TAJDID.ID || Lebih dari 300 anak Muslim tidak masuk sekolah di Sekolah Dasar Birchfields di Fallowfield, Manchester Inggris selama tiga hari minggu lalu. Para siswa muslim itu dilarang orang tua mereka masuk sekolah sebagai protes tentang pengajaran pendidikan seks yang dicurigai berisi konten tak sesuai umur dan materi LGBTQ yang diajarkan di sekolah tersebut.
Seperti dilaporkan laman 5Pilars, sebagian besar orang tua telah kehilangan kepercayaan pada kepemimpinan sekolah karena apa yang mereka anggap sebagai kurangnya konsultasi.
Beberapa orang tua bahkan mengungkapkan mereka dilarang mengadakan pertemuan dengan pembatalan tempat pada menit terakhir di bawah tekanan dari otoritas setempat.
Menyusul protes tersebut, anehnya Dewan Kota Manchester justru mengancam orang tua dengan denda dan mengingatkan mereka tentang tanggung jawab mereka untuk memastikan anak-anak mereka bersekolah.

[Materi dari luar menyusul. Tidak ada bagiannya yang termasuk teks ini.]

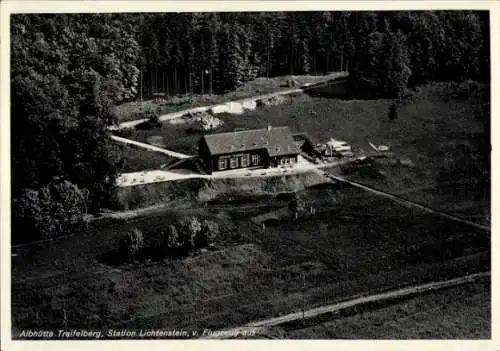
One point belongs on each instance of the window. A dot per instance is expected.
(245, 160)
(233, 162)
(222, 163)
(255, 159)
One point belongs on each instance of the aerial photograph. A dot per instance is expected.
(250, 175)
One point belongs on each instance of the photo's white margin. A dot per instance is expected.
(8, 7)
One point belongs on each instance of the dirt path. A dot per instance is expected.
(240, 102)
(150, 147)
(407, 203)
(311, 313)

Thay mengatakan “masalah kurikulum bukanlah alasan yang dapat diterima untuk melarang anak Anda bersekolah.”
Ketika media mencoba mengkonfirmasi pihak Sekolah Dasar Birchfields, yang memiliki mayoritas siswa Muslim di antara hampir 700 muridnya, namun mereka tidak memberikan penjelasan apapun.
Mohammed Sajjad, dari kelompok yang terdiri lebih dari 200 orang tua yang peduli, menulis surat kepada Birchfields pada 10 Juni, mengeluhkan bahwa sekolah telah menayangkan konten yang tidak sesuai usia kepada anak-anak kecil tanpa persetujuan orang tua.
Ini termasuk video berjudul “Kisah Willa” di mana seorang anak laki-laki berusia 7 tahun menjelaskan mengapa dia bertransisi menjadi seorang gadis. Video tersebut, yang diperlihatkan kepada anak-anak kecil tahun lalu, telah ditarik oleh sekolah.
“Ini bukan bentuk tindakan yang dianggap enteng… ‘Sekolah Dasar Birchfields – Persatuan Orang Tua’ telah didirikan dan bertindak atas nama orang tua yang peduli yang merasa suara mereka tidak didengar dan mereka terpinggirkan,” tulis Mr Sajjad kepada pihak sekolah.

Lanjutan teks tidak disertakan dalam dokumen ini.